I hope everyone's Lent is off to a good start. As it has been my custom, I have chosen a text to be my guide throughout the Lenten season. This year, I have chosen Archbishop Bruno Forte's To Follow You, Light of Life. I read this book last summer during my 8-day retreat and I found it so moving that I'm returning to it.

This morning, I found myself tremendously moved by Forte's explication of the well-known parable of the "Prodigal Son" which he renames the parable of the "Merciful Father." Forte masterfully uses this parable as a window into the drama of God's love, human sinfulness, and the effervescent joy of salvation. As a Jesuit seminarian, I found my own heart pricked when I read the following description of the elder son on the story:

...it becomes immediately clear that outward proximity does not necessarily mean nearness of heart. One can live the whole of one's life in God's house and yet not love God. It is not enough to rely on being inside the walls of the house of the Lord. What really matters is being close to God's heart, deeply in love with him.
As we begin our annual Lenten pilgrimage, walking with the Lord to Calvary, I hope that each of us puts our Lenten practices into perspective. Lent is not meant to be an endurance contest, a testing of the will to see how much one can sacrifice or withstand. Rather, Lent is a time to refocus on what is really central and important in our lives: that we dedicate our feeble hearts to loving and serving the Lord. When we make sacrifices, when we abstain and fast, we do so in part to remind ourselves of what is truly essential, of what we cannot live without: the boundless and effervescent love of God who calls out to each of us to fall more and more deeply in love and enter more fully into God's own life.

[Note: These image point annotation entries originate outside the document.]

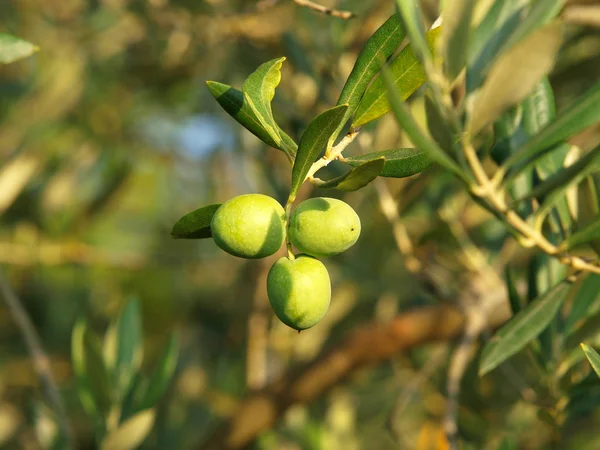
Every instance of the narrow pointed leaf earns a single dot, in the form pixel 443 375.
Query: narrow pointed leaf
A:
pixel 456 16
pixel 380 46
pixel 582 113
pixel 593 357
pixel 514 75
pixel 523 328
pixel 13 49
pixel 312 143
pixel 413 130
pixel 196 224
pixel 232 101
pixel 399 162
pixel 358 177
pixel 130 434
pixel 408 75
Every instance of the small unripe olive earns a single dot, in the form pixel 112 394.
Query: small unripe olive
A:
pixel 249 226
pixel 324 226
pixel 299 291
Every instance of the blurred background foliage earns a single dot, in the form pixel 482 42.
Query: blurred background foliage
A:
pixel 108 135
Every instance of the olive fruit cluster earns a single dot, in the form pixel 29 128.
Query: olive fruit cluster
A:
pixel 255 226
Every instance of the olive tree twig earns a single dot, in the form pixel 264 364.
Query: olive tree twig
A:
pixel 39 358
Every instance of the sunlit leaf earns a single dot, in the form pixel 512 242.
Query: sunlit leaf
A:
pixel 13 49
pixel 378 48
pixel 523 328
pixel 196 224
pixel 593 357
pixel 399 162
pixel 312 143
pixel 407 74
pixel 358 177
pixel 131 433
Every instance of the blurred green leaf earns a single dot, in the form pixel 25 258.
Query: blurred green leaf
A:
pixel 13 49
pixel 233 102
pixel 312 143
pixel 514 75
pixel 90 371
pixel 583 112
pixel 593 357
pixel 399 162
pixel 378 48
pixel 196 224
pixel 522 328
pixel 131 433
pixel 358 177
pixel 456 15
pixel 413 130
pixel 408 75
pixel 123 346
pixel 162 375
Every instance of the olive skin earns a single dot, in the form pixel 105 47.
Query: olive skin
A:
pixel 249 226
pixel 324 226
pixel 299 291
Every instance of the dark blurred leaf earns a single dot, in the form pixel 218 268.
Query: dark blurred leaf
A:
pixel 380 46
pixel 90 371
pixel 312 143
pixel 13 49
pixel 131 433
pixel 358 177
pixel 196 224
pixel 123 346
pixel 514 74
pixel 456 15
pixel 408 75
pixel 162 374
pixel 399 162
pixel 593 357
pixel 583 112
pixel 232 101
pixel 522 328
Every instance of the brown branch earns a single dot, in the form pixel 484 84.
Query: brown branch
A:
pixel 369 345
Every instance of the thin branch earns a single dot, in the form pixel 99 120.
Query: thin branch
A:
pixel 39 358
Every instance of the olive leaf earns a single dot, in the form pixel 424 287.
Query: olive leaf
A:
pixel 13 49
pixel 195 224
pixel 378 48
pixel 313 141
pixel 358 177
pixel 514 75
pixel 399 162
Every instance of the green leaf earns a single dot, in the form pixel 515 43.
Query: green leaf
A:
pixel 514 75
pixel 582 113
pixel 358 177
pixel 408 75
pixel 196 224
pixel 380 46
pixel 90 371
pixel 131 433
pixel 13 49
pixel 162 375
pixel 456 15
pixel 522 328
pixel 399 162
pixel 232 101
pixel 414 132
pixel 593 357
pixel 312 142
pixel 123 346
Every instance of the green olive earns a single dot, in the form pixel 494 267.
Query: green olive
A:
pixel 249 226
pixel 299 291
pixel 324 226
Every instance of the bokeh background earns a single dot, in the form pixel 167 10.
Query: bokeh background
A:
pixel 108 135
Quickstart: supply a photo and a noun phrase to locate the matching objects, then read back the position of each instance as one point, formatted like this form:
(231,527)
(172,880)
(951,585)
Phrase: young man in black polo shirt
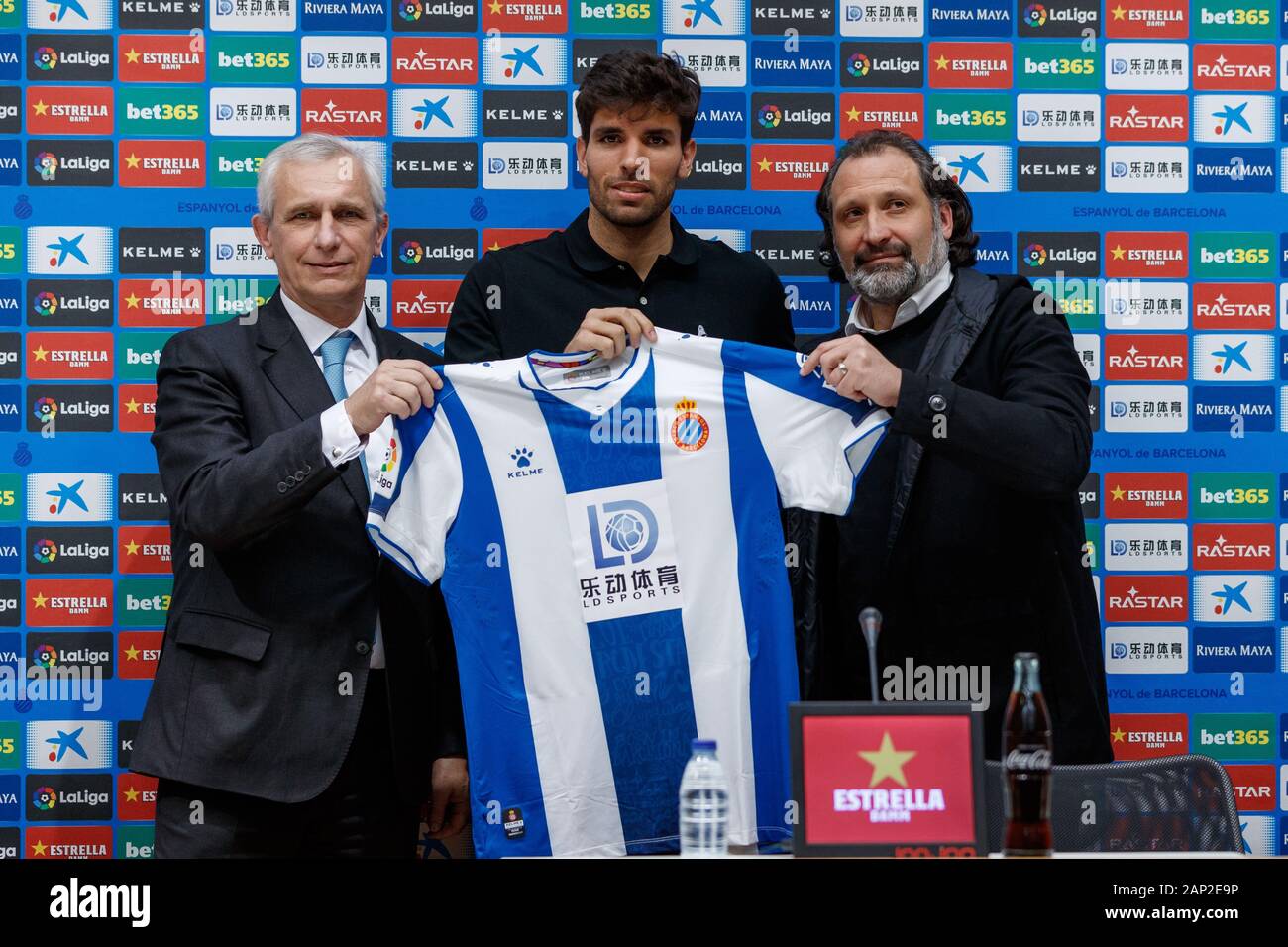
(625,263)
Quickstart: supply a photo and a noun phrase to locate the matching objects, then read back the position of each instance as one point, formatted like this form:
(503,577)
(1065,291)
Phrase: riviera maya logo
(411,252)
(690,431)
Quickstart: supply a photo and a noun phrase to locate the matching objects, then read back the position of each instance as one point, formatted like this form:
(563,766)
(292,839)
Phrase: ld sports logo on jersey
(623,552)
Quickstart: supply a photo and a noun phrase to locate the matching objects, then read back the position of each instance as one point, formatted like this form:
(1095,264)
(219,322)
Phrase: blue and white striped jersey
(612,560)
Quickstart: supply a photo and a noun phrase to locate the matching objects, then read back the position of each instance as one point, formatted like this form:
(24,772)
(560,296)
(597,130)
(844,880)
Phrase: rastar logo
(1234,547)
(1145,496)
(68,602)
(970,64)
(1146,20)
(1146,359)
(1147,736)
(163,58)
(1146,254)
(1154,599)
(436,60)
(137,655)
(423,303)
(1234,67)
(1234,305)
(69,356)
(143,549)
(137,407)
(790,166)
(1146,118)
(161,162)
(69,110)
(161,303)
(357,112)
(901,111)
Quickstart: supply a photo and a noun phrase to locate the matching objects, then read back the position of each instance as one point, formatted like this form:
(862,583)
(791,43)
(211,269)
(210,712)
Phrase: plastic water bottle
(703,804)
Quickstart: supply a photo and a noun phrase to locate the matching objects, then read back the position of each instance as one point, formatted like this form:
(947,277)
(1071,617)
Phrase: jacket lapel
(294,372)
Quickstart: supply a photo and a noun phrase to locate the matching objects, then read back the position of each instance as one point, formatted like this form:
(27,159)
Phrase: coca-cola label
(1028,758)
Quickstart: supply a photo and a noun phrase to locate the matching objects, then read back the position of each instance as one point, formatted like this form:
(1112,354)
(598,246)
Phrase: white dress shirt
(909,309)
(339,440)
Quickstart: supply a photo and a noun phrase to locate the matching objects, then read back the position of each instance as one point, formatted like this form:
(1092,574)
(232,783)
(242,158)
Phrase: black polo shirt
(535,295)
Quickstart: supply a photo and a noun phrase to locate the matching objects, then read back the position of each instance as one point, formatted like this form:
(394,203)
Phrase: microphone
(870,620)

This Lent, my intention for myself and for others is to grow in an awareness of the love that God offers and to respond ever more joyfully. For I do have all that I have wanted and continue to want: to be a Companion of Jesus, one dedicated to helping to establish God's Kingdom on earth. I need, however, to be reminded daily of why I do this: because I have been loved by God and the best way I can respond to this love is by loving, by preaching the Gospel, by being a Jesuit who is committed to the Greater Glory of God.

1 comment:

Charlie Roy said...

This inspires me to do more than my traditional Lenten fast from beets.